ECLI:NL:RBDOR:2012:BY2360
Rechtbank Dordrecht
- Eerste aanleg - enkelvoudig
- Rechtspraak.nl
Wraking van rechters in een strafzaak wegens vermeende vooringenomenheid
In deze zaak heeft de rechtbank Dordrecht op 5 november 2012 een verzoek tot wraking behandeld van de meervoudige strafkamer. De verzoeker, vertegenwoordigd door zijn raadsman mr. Y. Moszkowicz, verzocht om wraking van de rechters A. Hello, M.A.C. Prins en G.J. Schiffers-Hanssen. Het verzoek was gebaseerd op de stelling dat getuigen, met toestemming van de voorzitter van de meervoudige strafkamer, inzage hadden gekregen in het strafdossier voordat zij hun getuigenverklaring hadden afgelegd. Dit zou de schijn van vooringenomenheid hebben gewekt, omdat de verdediging niet kon toetsen of de getuigen uit eigen waarneming hadden verklaard.
De wrakingskamer heeft het verzoek tot wraking behandeld en gehoord van de verdachte, zijn raadsman, de leden van de meervoudige strafkamer en de officier van justitie mr. C.E.J. Backer. De wrakingskamer heeft vastgesteld dat het verzoek tijdig was ingediend en dat de verzoeker in het verzoek tot wraking kon worden ontvangen. De wrakingskamer heeft echter geoordeeld dat de afwijzing van het verzoek om getuigen te horen een procesbeslissing was en dat de meervoudige strafkamer niet in de wraking berustte. De wrakingskamer concludeerde dat de vrees voor partijdigheid van de rechters niet objectief gerechtvaardigd was.

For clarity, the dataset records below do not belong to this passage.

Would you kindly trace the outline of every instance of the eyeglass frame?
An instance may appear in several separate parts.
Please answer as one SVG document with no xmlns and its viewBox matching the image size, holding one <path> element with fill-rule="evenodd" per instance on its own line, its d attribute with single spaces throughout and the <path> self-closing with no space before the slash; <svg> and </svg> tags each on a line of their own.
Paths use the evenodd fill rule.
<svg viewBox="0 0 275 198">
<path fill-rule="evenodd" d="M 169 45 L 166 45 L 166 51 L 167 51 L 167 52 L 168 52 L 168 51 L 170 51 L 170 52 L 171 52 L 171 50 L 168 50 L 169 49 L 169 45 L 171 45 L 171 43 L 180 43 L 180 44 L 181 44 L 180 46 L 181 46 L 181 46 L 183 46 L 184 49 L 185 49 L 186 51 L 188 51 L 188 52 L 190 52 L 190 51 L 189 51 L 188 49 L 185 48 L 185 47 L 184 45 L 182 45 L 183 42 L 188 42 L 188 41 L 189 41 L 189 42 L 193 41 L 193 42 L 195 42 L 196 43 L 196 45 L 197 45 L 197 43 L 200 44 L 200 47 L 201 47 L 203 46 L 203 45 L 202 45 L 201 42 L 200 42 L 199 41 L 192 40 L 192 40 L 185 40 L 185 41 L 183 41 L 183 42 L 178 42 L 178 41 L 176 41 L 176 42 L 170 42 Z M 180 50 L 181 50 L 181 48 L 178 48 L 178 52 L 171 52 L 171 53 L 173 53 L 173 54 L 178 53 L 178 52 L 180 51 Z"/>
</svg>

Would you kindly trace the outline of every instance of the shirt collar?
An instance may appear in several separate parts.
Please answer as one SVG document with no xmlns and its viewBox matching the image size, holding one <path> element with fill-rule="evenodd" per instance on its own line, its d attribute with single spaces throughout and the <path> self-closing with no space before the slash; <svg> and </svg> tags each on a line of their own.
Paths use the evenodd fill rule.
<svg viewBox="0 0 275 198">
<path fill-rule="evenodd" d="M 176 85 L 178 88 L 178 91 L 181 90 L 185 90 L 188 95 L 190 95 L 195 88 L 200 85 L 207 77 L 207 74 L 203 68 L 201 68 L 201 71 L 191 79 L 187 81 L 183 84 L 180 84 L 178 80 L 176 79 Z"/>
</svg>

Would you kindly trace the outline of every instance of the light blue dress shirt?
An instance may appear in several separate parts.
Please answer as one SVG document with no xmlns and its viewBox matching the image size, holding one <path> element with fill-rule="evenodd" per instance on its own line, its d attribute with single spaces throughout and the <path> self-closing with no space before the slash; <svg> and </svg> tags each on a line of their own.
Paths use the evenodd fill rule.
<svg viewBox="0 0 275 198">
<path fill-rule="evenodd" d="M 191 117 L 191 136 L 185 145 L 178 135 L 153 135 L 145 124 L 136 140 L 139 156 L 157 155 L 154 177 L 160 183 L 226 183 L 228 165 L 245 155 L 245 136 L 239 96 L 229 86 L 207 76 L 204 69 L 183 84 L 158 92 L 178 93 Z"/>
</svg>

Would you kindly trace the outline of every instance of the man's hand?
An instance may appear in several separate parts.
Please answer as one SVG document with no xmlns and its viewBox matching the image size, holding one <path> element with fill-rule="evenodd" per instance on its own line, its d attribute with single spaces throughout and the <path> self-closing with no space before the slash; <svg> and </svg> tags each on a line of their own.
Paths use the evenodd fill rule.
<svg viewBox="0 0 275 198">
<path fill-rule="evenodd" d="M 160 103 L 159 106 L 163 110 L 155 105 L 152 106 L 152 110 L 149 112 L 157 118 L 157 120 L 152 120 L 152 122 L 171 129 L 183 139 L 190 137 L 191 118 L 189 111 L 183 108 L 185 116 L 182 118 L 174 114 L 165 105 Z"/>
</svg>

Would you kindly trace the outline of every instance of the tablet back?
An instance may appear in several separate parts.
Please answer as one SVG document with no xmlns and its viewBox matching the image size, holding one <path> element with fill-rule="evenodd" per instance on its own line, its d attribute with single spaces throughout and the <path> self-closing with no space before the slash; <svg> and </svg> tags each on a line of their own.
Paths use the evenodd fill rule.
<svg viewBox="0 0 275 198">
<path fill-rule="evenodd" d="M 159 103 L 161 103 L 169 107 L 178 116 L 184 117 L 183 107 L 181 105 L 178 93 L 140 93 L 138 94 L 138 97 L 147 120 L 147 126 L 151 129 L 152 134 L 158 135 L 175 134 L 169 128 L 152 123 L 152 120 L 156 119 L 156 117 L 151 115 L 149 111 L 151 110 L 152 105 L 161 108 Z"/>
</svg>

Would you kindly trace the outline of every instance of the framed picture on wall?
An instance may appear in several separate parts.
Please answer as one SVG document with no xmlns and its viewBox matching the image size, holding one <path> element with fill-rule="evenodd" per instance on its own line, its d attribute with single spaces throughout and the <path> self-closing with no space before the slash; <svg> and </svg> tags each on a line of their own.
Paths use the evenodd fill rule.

Uiteindelijk heeft de wrakingskamer het verzoek tot wraking ongegrond verklaard en afgewezen. De beslissing is openbaar uitgesproken op dezelfde dag, 5 november 2012, door de rechters P. Joele, E.D. Rentema en A.P. Hameete. De rechtbank benadrukte dat een rechter uit hoofde van zijn aanstelling moet worden vermoed onpartijdig te zijn, tenzij er uitzonderlijke omstandigheden zijn die een zwaarwegende aanwijzing opleveren voor het oordeel dat een rechter jegens een van de partijen een vooringenomenheid koestert.